Document imaging and processing go together. For example, scanning, the starting process of document imaging, simply produces some information about the light reflected by the scanned document. It is further processing by the scanner's software that arranges and saves this information into a standard graphic format like JPEG.

The image so created might not be the best of all images. It might have punch hole marks, black borders, distorted characters and so on. Image cleaning software then works with this less-than-perfect image and improves its quality. The result could be an image that is better than the original paper document.

There is image cleanup software that can straighten askew images, convert white text on black background into black text on white background, etc. Users can control the cleaning up process so that the result comes out the way they want it to.

Character Recognition Processing

Text in graphic format, while readable by humans, is not computer-readable. Only by making the text characters computer readable can the document image be edited or indexed by the computer. And it is important to make the document editable and indexable.

The workflow processes usually require some kind of editing of the original document image, say by adding comments, removing any personal content, and so on before forwarding the document further in the workflow.

Indexing is essential for making the document searchable (and retrievable). We look indexing in more detail in the next section.

As both editing and indexing are thus highly important, it is very important to make them possible by making the text characters computer-readable.

Character recognition programs such as OCR and ICR do the needed processing, and convert the graphic text characters into machine-readable ASCII etc. format.

In the case of character recognition also, quality could be a problem. OCR might confuse between closely similar characters and provide wrong interpretations of what it sees. Sophisticated processing algorithms can ensure that this does not happen. There are even programs that can recognize handwriting and convert them into machine-readable text characters.

Making the Documents Retrievable

Indexing programs then process the documents to link certain identificatory words to the document. When this is done, the document can be retrieved from among the millions of documents in the computer repository by using the linked words.

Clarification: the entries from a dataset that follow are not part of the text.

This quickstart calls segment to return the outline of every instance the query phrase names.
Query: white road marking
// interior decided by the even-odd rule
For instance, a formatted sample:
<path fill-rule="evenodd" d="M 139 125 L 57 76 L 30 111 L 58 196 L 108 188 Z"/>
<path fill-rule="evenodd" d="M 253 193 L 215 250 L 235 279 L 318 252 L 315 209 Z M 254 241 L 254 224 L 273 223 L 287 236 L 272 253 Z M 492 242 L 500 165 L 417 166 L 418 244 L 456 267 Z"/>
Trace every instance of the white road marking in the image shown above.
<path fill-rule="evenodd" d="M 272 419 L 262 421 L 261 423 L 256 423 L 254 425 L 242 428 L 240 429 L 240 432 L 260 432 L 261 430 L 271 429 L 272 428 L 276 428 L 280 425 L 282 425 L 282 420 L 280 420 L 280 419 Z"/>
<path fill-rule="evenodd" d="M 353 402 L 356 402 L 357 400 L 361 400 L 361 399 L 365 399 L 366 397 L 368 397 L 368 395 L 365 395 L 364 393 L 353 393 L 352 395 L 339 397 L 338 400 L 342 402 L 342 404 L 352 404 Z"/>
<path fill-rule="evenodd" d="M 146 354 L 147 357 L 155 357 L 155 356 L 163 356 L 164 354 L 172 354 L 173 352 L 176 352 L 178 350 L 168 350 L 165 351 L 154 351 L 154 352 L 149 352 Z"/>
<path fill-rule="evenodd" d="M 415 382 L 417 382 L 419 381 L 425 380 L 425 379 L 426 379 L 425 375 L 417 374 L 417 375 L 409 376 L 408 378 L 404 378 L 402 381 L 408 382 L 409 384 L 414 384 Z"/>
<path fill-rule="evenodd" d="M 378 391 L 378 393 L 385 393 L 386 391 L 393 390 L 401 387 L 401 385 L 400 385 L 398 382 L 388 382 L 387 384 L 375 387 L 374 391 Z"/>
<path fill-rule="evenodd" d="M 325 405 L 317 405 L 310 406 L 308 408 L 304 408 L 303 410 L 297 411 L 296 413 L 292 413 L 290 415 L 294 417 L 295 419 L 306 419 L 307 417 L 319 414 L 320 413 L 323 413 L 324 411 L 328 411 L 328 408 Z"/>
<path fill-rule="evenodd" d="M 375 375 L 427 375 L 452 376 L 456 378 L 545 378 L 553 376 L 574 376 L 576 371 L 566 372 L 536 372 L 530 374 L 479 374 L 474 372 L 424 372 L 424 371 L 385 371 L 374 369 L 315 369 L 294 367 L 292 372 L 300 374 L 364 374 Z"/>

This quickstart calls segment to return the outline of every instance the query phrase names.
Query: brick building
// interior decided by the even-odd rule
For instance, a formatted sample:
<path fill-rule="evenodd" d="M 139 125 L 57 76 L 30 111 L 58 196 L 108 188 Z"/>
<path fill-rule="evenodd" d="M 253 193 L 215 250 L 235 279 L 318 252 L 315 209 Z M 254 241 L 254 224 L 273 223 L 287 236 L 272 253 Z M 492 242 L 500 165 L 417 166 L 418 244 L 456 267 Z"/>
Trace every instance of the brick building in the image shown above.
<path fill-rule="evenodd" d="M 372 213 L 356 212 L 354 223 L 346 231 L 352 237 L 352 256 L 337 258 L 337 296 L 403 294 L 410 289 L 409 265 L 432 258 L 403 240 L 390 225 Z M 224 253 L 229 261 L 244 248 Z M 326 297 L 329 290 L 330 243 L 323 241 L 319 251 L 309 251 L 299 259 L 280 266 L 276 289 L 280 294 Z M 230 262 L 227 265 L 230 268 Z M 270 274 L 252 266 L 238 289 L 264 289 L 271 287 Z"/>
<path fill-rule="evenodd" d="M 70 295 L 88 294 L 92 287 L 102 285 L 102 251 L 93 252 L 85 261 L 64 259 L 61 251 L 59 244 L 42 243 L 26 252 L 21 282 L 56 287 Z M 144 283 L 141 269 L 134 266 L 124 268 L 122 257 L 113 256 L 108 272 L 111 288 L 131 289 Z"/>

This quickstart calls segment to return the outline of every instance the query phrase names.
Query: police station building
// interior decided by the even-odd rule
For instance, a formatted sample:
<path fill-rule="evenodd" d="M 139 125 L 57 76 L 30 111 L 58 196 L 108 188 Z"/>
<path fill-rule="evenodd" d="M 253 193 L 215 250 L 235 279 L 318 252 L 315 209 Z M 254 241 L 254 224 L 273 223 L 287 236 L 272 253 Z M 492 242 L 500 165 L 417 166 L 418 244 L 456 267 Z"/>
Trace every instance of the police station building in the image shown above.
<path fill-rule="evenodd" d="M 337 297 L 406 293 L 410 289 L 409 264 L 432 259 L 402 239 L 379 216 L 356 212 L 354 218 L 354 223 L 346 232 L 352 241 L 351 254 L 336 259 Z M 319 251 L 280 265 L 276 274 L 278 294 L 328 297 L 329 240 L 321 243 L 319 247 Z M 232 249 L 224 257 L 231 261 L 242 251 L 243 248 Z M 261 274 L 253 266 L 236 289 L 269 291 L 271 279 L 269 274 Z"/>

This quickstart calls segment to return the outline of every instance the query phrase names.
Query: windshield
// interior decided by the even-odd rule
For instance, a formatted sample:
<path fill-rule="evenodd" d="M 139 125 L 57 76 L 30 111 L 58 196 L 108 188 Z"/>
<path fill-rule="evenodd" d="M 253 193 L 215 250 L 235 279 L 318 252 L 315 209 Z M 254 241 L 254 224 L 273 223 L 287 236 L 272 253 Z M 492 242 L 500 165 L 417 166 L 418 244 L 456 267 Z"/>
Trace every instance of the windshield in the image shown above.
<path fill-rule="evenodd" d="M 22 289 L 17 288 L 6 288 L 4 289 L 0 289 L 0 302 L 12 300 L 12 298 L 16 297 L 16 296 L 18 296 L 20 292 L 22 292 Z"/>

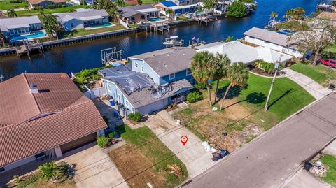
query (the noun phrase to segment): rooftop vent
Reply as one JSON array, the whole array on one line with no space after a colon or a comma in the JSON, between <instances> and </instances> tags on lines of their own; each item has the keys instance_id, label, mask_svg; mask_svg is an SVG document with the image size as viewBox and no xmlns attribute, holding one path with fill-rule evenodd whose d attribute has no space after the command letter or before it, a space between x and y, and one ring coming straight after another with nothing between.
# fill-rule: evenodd
<instances>
[{"instance_id":1,"label":"rooftop vent","mask_svg":"<svg viewBox=\"0 0 336 188\"><path fill-rule=\"evenodd\" d=\"M37 88L37 85L36 84L32 84L30 87L30 93L31 94L38 94L38 89Z\"/></svg>"}]
</instances>

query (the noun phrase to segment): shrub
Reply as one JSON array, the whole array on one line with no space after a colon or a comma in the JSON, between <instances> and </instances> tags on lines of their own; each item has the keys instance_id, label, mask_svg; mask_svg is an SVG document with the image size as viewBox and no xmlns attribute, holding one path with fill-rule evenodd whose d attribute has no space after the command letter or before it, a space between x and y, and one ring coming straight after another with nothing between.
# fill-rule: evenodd
<instances>
[{"instance_id":1,"label":"shrub","mask_svg":"<svg viewBox=\"0 0 336 188\"><path fill-rule=\"evenodd\" d=\"M100 148L107 146L109 142L109 139L105 136L102 136L97 138L97 144L100 147Z\"/></svg>"},{"instance_id":2,"label":"shrub","mask_svg":"<svg viewBox=\"0 0 336 188\"><path fill-rule=\"evenodd\" d=\"M48 9L54 9L54 8L56 8L55 5L48 5Z\"/></svg>"},{"instance_id":3,"label":"shrub","mask_svg":"<svg viewBox=\"0 0 336 188\"><path fill-rule=\"evenodd\" d=\"M57 165L55 161L46 163L38 166L40 171L41 178L46 180L49 180L54 178L57 175Z\"/></svg>"},{"instance_id":4,"label":"shrub","mask_svg":"<svg viewBox=\"0 0 336 188\"><path fill-rule=\"evenodd\" d=\"M112 131L108 135L108 138L113 138L115 136L115 133L114 132L114 131Z\"/></svg>"},{"instance_id":5,"label":"shrub","mask_svg":"<svg viewBox=\"0 0 336 188\"><path fill-rule=\"evenodd\" d=\"M203 96L198 92L192 92L187 95L187 101L188 103L195 103L203 99Z\"/></svg>"},{"instance_id":6,"label":"shrub","mask_svg":"<svg viewBox=\"0 0 336 188\"><path fill-rule=\"evenodd\" d=\"M136 112L135 113L130 113L128 115L128 118L132 121L139 122L141 120L141 115L140 115L139 112Z\"/></svg>"},{"instance_id":7,"label":"shrub","mask_svg":"<svg viewBox=\"0 0 336 188\"><path fill-rule=\"evenodd\" d=\"M228 16L242 17L247 15L247 7L241 2L234 1L227 7L226 14Z\"/></svg>"}]
</instances>

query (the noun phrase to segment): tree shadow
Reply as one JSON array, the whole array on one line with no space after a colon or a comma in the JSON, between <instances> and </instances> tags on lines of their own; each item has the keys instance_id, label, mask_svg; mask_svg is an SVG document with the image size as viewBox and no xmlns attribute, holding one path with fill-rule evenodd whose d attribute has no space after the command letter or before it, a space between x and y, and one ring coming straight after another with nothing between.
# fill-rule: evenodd
<instances>
[{"instance_id":1,"label":"tree shadow","mask_svg":"<svg viewBox=\"0 0 336 188\"><path fill-rule=\"evenodd\" d=\"M268 109L270 109L274 103L276 103L278 101L279 101L280 99L281 99L283 97L286 96L286 95L288 95L293 89L288 89L287 91L285 92L285 93L284 93L281 96L280 96L278 99L276 99L275 101L274 101L273 102L272 102L272 103L270 103L269 106L268 106Z\"/></svg>"},{"instance_id":2,"label":"tree shadow","mask_svg":"<svg viewBox=\"0 0 336 188\"><path fill-rule=\"evenodd\" d=\"M246 96L248 103L258 104L266 101L266 96L262 92L253 92Z\"/></svg>"}]
</instances>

Indexing can be by all the words in the document content, or a few distinctive tags that identify the nature of the content. Full-text indexing takes up a lot of file space and is not preferred in a business content management context. Hence tag-based indexing is more typical in content management systems. To enable tag-based indexing, the document creators or others provide distinctive tags to describe the document content.

It is different kinds of document imaging processing that moves paper documents into the enterprise content management system, creating digital images, converting image text into machine-readable characters, indexing the documents and making them retrievable from among the millions of documents in the enterprise's content repositories.